118A004|第118回 歯科医師国家試験 過去問
歯科医学総合総合問題
栄養状態の指標となるのはどれか。2 つ選べ。
2つ選択
解答・解説を見る
正解: a・b
正答
a、b
この問題のポイント
栄養評価の尺度と認知機能検査を区別します。SGAとMNAは栄養状態を評価し、MMSE、HDS-R、MoCAは認知機能を評価します。
解説
**SGA〈Subjective Global Assessment〉**は、体重変化、食事摂取量、消化器症状、活動性、身体所見などを総合して栄養状態を判定する方法です。
**MNA〈Mini Nutritional Assessment〉**は、特に高齢者の低栄養や低栄養リスクを評価するために用いられます。

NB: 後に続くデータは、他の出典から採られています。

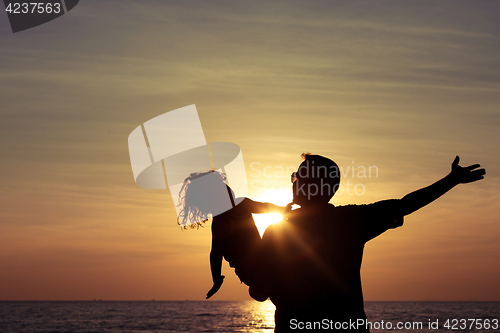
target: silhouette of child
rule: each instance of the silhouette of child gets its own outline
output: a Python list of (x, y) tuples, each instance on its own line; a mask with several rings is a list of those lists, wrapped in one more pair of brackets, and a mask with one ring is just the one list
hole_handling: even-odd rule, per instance
[(184, 180), (179, 192), (177, 223), (186, 229), (199, 228), (212, 218), (212, 249), (210, 269), (213, 286), (207, 293), (212, 297), (221, 287), (222, 258), (226, 259), (240, 281), (250, 286), (253, 281), (261, 238), (252, 213), (284, 212), (287, 207), (261, 203), (249, 198), (235, 198), (218, 171), (192, 173)]

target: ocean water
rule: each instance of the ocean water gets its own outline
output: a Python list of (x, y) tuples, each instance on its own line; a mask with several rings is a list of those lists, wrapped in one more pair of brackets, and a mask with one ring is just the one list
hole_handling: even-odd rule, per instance
[[(500, 302), (365, 302), (365, 309), (371, 332), (500, 332)], [(448, 328), (444, 326), (447, 321)], [(436, 324), (439, 329), (433, 329)], [(0, 332), (273, 332), (273, 329), (274, 305), (269, 301), (0, 302)]]

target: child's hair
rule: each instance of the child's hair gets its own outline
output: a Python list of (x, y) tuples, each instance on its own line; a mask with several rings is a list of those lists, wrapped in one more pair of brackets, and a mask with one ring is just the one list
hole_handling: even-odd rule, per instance
[[(207, 175), (210, 175), (210, 177), (205, 177), (203, 181), (201, 179), (194, 181)], [(208, 200), (207, 196), (215, 192), (214, 187), (220, 186), (220, 184), (227, 187), (226, 180), (227, 178), (224, 173), (215, 170), (190, 174), (184, 180), (184, 184), (179, 192), (177, 224), (182, 229), (187, 229), (188, 226), (191, 229), (203, 227), (203, 224), (212, 217), (210, 211), (203, 209), (203, 203)]]

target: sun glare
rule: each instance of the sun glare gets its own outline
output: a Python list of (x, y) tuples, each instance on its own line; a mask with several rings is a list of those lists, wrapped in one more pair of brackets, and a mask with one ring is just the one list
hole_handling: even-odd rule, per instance
[[(278, 206), (286, 206), (292, 201), (292, 191), (290, 189), (271, 189), (263, 193), (263, 195), (256, 197), (255, 200), (260, 202), (270, 202)], [(262, 237), (264, 231), (266, 231), (266, 228), (269, 225), (283, 220), (283, 215), (279, 213), (252, 215), (255, 225), (259, 230), (260, 237)]]

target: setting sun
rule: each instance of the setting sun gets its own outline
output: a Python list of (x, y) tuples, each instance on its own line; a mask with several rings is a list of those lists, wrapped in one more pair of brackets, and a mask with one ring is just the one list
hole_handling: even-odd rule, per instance
[[(255, 198), (255, 200), (260, 202), (270, 202), (278, 206), (286, 206), (292, 201), (292, 191), (290, 188), (285, 189), (271, 189), (266, 191), (262, 196)], [(269, 213), (269, 214), (252, 214), (255, 221), (255, 225), (259, 230), (260, 237), (266, 231), (266, 228), (273, 224), (283, 220), (283, 215), (279, 213)]]

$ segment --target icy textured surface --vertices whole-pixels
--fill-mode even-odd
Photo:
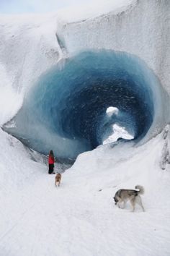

摂取量、体重減少、活動性、心理的ストレス、BMIなどを確認します。
歯科国試ではここを押さえる
高齢者歯科では、咀嚼・嚥下機能だけでなく、低栄養、フレイル、サルコペニアを一連の問題として評価します。
選択肢の確認
a.SGA
正しい。
問診と身体所見を組み合わせて栄養状態を総合評価する指標です。
b.MNA
正しい。
高齢者の栄養状態や低栄養リスクを評価する代表的なスクリーニング・アセスメント法です。
c.MMSE
誤り。
MMSEは見当識、記憶、注意、計算、言語などをみる認知機能検査です。
d.HDS-R
誤り。
HDS-Rは改訂長谷川式簡易知能評価スケールであり、主に認知症のスクリーニングに用います。
e.MoCA〈Montreal Cognitive Assessment〉
誤り。
MoCAは軽度認知障害を含む認知機能低下の評価に用いる検査で、栄養指標ではありません。
覚えるポイント
- SGA、MNAは栄養評価です。
- MMSE、HDS-R、MoCAは認知機能評価です。
- 高齢者では口腔機能低下と低栄養を関連づけて考えます。